Any callable that matches this shape works — no inheritance required. The @hook(...) decorator wraps a function:
from edgevox.agents.hooks import hook, BEFORE_LLM
@hook(BEFORE_LLM)
def add_system_note(ctx, payload):
msgs = list(payload["messages"])
msgs[0]["content"] += "\nRemember: be brief."
payload = dict(payload)
payload["messages"] = msgs
return HookResult.replace(payload, reason="brief reminder")HookResult
Three constructors for the three outcomes the loop honours:
| Constructor | action | What the loop does |
|---|---|---|
HookResult.cont() | CONTINUE | proceed with the original payload |
HookResult.replace(payload, reason=...) | MODIFY | swap the payload in-flight |
HookResult.end(reply, reason=...) | END_TURN | bail out, use reply as the final reply |
reason is a short string surfaced in AgentEvent.payload["reason"] and AgentResult.hook_ended — use it for debugging and audit trails.
Where hooks live
Two layers, fired in order at every point:
- Agent-level —
LLMAgent(..., hooks=[...]). Shared across everyrun()of that agent. - Context-level —
ctx.hooks.register(h). Scoped to oneAgentContext/ conversation.
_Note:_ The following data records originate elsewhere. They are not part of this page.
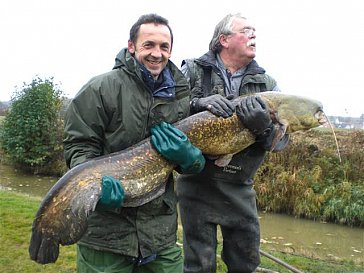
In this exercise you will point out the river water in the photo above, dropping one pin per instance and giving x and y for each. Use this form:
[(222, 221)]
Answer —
[(278, 232)]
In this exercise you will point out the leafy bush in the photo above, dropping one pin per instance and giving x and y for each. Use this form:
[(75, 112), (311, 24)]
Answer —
[(31, 133)]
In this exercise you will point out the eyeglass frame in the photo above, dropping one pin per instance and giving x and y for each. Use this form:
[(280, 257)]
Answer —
[(248, 31)]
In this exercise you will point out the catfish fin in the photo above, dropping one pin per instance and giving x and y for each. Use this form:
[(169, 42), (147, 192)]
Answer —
[(280, 131), (224, 160)]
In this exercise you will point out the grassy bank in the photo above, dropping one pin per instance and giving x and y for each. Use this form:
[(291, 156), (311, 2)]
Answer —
[(16, 216), (309, 179)]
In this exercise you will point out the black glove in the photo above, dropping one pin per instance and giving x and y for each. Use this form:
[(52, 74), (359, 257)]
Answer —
[(255, 116), (216, 104)]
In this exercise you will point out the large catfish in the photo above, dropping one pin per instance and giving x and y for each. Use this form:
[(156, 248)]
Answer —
[(62, 216)]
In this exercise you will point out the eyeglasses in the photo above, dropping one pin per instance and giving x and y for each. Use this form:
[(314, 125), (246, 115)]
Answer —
[(248, 31)]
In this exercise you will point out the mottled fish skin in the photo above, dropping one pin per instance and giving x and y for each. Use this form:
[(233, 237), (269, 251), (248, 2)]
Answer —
[(62, 216)]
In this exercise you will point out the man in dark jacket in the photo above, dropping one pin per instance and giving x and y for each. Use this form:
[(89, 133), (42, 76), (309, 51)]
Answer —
[(144, 93), (225, 196)]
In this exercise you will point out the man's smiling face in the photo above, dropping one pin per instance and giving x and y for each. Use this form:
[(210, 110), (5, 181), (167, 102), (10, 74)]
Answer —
[(153, 47)]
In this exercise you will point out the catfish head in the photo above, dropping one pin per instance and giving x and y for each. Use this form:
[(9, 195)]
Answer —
[(292, 113)]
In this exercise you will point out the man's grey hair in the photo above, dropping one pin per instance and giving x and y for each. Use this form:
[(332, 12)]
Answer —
[(223, 27)]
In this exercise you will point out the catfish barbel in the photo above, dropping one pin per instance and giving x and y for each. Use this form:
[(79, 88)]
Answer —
[(62, 216)]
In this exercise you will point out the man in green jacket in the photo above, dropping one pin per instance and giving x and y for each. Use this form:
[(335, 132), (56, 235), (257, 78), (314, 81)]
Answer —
[(225, 196), (142, 95)]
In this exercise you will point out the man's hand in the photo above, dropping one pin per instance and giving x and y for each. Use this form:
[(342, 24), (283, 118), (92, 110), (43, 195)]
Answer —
[(216, 104), (112, 194), (254, 114), (175, 146)]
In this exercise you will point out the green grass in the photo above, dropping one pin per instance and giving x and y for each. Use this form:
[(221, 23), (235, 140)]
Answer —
[(17, 212)]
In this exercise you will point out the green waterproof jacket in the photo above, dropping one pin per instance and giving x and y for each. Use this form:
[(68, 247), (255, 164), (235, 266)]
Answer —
[(112, 112)]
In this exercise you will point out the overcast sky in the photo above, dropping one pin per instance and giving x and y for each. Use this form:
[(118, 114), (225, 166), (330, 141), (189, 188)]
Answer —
[(313, 48)]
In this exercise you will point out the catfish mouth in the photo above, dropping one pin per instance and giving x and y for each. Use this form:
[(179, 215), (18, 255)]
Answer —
[(321, 117)]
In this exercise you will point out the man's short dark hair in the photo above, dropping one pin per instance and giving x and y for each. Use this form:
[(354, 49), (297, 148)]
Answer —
[(147, 19)]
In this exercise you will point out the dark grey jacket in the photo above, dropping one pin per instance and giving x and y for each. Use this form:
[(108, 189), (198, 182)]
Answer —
[(112, 112), (245, 164)]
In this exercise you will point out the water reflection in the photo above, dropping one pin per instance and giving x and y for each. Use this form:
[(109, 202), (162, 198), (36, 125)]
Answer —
[(313, 239), (278, 232)]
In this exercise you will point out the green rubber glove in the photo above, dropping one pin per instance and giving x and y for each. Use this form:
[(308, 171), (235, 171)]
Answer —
[(175, 146), (112, 194)]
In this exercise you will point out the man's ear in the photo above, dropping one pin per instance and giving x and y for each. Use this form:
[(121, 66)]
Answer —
[(131, 47)]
Agent-level hooks fire first; ctx-level hooks see any modifications they made. This lets you ship agent-specific defaults while letting callers layer session-specific behaviour on top.
Hook-owned state
Hooks that need per-turn state (fingerprint counters, retry budgets) store it under ctx.hook_state[id(self)]. Keying by id(self) gives each instance its own bag, so two LoopDetectorHook() objects on one context never share counts.
class MyHook:
points = frozenset({ON_RUN_START, AFTER_TOOL})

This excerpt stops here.